Run Inference Using HPU Graphs

HPU Graphs can capture a series of operations using HPU stream and replay them. They mandate the device-side input while output addresses remain constant between invocations. For further details on Stream APIs and HPU Graph APIs, refer to Stream APIs and HPU Graph APIs.

Note

  • HPU Graphs offer the best performance with minimal host overhead. However, their functionality is currently limited.

  • Only models that run completely on HPU have been tested. Models that contain CPU Ops are not supported. During HPU Graphs capturing, in case the Op is not supported, the following message will appear: “… is not supported during HPU Graph capturing”.

  • HPU Graphs can be only used to capture and replay static graphs. Dynamic shapes are not supported.

  • Data Dependent dynamic flow is not supported with HPU Graphs.

  • Capturing HPU Graphs on models containing in-place view updates is not supported.

  • Multi-card support for inference (DeepSpeed) using HPU Graphs is applicable only with PT_HPU_ENABLE_LAZY_COLLECTIVES=true. For further details, refer to Inference Using DeepSpeed Guide.

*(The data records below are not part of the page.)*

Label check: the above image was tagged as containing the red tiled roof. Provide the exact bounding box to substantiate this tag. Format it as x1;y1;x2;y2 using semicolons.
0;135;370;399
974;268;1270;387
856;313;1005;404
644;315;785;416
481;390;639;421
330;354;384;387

Please refer to the PyTorch Known Issues and Limitations section for a list of current limitations.

Follow the steps in Importing PyTorch Models Manually to prepare the PyTorch model to run on Gaudi. Adding mark_step is not required with HPU Graphs as it is handled implicitly.

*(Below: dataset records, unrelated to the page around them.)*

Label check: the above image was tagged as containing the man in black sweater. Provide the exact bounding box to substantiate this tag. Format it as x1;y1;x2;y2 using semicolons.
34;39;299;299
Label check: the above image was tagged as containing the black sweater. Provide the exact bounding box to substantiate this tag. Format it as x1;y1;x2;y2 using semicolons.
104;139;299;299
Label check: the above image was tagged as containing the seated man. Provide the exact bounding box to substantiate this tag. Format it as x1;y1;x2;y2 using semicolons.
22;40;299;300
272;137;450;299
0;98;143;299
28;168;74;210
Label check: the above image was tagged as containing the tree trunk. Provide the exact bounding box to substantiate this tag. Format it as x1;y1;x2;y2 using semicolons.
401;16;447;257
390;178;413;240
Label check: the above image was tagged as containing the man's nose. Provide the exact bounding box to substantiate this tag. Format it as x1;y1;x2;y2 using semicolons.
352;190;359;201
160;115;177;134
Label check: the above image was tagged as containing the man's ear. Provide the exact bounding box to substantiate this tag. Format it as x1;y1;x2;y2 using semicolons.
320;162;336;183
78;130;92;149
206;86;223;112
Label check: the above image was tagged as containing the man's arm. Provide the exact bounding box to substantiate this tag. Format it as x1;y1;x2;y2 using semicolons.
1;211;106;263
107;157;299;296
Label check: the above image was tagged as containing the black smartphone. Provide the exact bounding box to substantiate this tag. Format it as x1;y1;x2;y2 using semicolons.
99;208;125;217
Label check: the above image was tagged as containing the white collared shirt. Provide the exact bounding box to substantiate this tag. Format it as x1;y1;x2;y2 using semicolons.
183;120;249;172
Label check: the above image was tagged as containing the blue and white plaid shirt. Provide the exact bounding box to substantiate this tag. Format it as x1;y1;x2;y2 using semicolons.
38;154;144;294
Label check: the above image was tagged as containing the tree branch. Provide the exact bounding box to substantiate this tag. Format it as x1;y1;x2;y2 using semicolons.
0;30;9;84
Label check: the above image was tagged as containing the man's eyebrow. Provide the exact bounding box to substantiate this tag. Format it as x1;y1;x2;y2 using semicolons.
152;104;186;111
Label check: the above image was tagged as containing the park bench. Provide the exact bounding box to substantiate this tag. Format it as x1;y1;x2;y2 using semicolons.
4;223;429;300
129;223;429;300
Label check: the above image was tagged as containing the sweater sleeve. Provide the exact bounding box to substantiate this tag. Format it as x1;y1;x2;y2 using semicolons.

To run inference using HPU Graphs, create an example object to show the capture and replay of HPU Graphs:

device = torch.device('hpu')

class GraphTest(object):
def __init__(self, size: int) -> None:
    self.g = ht.hpu.HPUGraph()
    self.s = ht.hpu.Stream()
    self.size = size

# The following function shows the steps to implement the capture and replay on HPU Graphs
def wrap_func(self, first: bool) -> None:
    if first:
        with ht.hpu.stream(self.s):
            self.g.capture_begin()
            # the following code snippet is for demonstration
            a = torch.full((self.size,), 1, device=device)
            b = a
            b = b + 1
            self.g.capture_end()
    else:
        self.g.replay()

Or, use htorch.hpu.wrap_in_hpu_graph to wrap module forward function with HPU Graphs. This wrapper captures, caches and replays the graph. htorch.hpu.wrap_in_hpu_graph(model, disable_tensor_cache=True) can be used to release cached output tensor memory after every replay.

import torch
import habana_frameworks.torch as ht

model = GetModel()
model = ht.hpu.wrap_in_hpu_graph(model)